Los Mossos d'Esquadra han detenido a un chico de 18 años que se dedicaba a recorrer las calles del barrio de la Verneda i la Pau, en el distrito de Sant Martí de Barcelona, montado en una moto robada y arrancaba el móvil de las manos a los peatones despistados. El adolescente, cuya nacionalidad no ha sido comunicada por la policía catalana, fue pillado gracias al GPS de uno de los teléfonos que había robado, y se le arrestó el pasado 23 de marzo por un supuesto delito de receptación por robo.
Los agentes de la Unidad de Seguridad Ciudadana de la comisaría de Sant Martí le iban detrás a raíz de varias denuncias que relataban hechos idénticos: una persona, a menudo con una chaqueta negra y con la cara oculta tras un casco, se acercaba en moto a gente que caminaba por la calle con el móvil en la mano. Cuando menos se lo esperaban, les daba un tirón y huía a toda velocidad con el teléfono. Todas las víctimas relataron el mismo modus operandi y la descripción física del sospechoso también encajaba: era el mismo autor.
La investigación determinó, además, que la moto constaba como sustraída, y los agentes que patrullaban por el barrio tenían en el punto de mira el vehículo. Gracias a ello, pudieron identificar al conductor en un momento en que iba sin el casco. Pero la pieza definitiva que les permitió atraparlo fue, justamente, uno de los teléfonos robados.
El GPS los conduce hasta el ladrón
La última víctima a quien le había arrebatado el móvil denunció el robo inmediatamente y dijo a los agentes que el terminal todavía estaba encendido y podía ver dónde se encontraba gracias al sistema de geolocalización. Con esto, los efectivos de los Mossos siguieron al supuesto ladrón y lo pudieron acorralar en la calle.

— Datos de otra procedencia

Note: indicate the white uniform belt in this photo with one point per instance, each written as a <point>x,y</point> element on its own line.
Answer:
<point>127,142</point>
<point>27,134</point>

Durante el registro le encontraron encima el teléfono de esta última víctima, así como cuatro más que había sustraído previamente. Todos los móviles pudieron ser recuperados en el momento de la detención, así como la moto que también había robado. El joven, con ocho antecedentes policiales por robos con violencia e intimidación, daños y robo o hurto de uso de vehículo, pasó al día siguiente a disposición del Juzgado de Instrucción en funciones de guardia de Barcelona.